AUSTIN — Amid a slew of threats to our state’s power grid, state lawmakers have taken action to protect against at least one of them—hostile countries.
This week, the Texas Senate unanimously approved Senate Bill 2116, dubbed the “Lone Star Infrastructure Protection Act.” The proposed law states that Texas businesses and government officials are not allowed to make infrastructure agreements with certain foreign countries, nor give them control or direct or remote access to any of the state’s core systems.
“Critical infrastructure” includes the power grid, water treatment or chemical facilities, communication systems, and cyber networks.
According to the bill, Texans may not make such contracts with businesses or government officials from “China, Iran, North Korea, Russia, or a country designated [by the Texas governor as a threat to critical infrastructure].”
“Access to critical infrastructure within the State of Texas should not be open to companies owned and controlled by the governments of aggressor nations,” wrote the bill’s author, Sen. Donna Campbell (R–New Braunfels). “Do not be deceived by the claims that these companies are not entirely controlled by their governments.
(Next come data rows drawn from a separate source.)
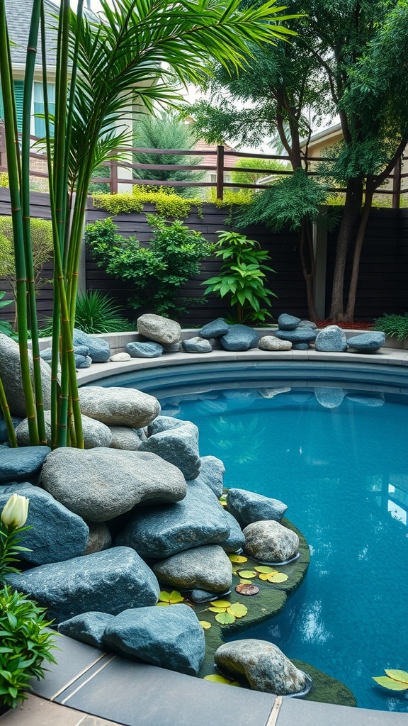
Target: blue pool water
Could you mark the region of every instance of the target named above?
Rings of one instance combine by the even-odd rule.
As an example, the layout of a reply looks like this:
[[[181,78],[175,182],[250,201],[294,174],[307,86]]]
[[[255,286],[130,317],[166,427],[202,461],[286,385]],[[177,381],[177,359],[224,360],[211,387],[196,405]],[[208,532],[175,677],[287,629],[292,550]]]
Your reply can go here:
[[[284,501],[310,545],[283,613],[242,637],[339,679],[361,707],[408,711],[408,692],[371,678],[408,670],[407,391],[269,379],[150,389],[163,414],[198,426],[200,454],[222,459],[227,487]]]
They most certainly are.”
“The protection of critical infrastructure is vital to the protection of military capabilities, United States national security, safety of Texans, and the operation of the Texas economy,” she continued.
The issue has recently received national attention, after Sun Guangxin—a former Chinese military officer and current member of the country’s communist party—bought 130,000 acres in southwest Texas, near Laughlin Air Force Base, to develop a wind farm.
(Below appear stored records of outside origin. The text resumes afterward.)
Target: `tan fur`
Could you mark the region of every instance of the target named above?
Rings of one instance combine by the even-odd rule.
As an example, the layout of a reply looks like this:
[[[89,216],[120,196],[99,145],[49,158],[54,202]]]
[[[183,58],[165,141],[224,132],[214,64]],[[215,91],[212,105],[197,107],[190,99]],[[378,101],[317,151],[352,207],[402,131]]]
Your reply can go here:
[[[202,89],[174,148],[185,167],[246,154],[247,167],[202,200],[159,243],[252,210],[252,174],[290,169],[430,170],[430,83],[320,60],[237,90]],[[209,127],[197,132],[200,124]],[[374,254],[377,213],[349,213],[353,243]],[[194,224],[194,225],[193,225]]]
Guangxin and his energy company now have access to the state’s power grid, which includes potentially compromising energy information and updates, as well as the control to potentially manipulate or attack the state’s energy supply.
“We cannot open the doors to hostile foreign interests who have an intent to harm and allow them to have a stake in Texas’ critical infrastructure,” said State Rep. Tan Parker (R–Flower Mound), who authored the Texas House’s companion version of the Senate law.
The Senate’s proposal is currently making its way through the legislative process and must pass a committee and the full House chamber to end up on the governor’s desk to be signed into law.
The State Legislature only has 32 days left in their legislative session. Concerned citizens may contact their state representatives.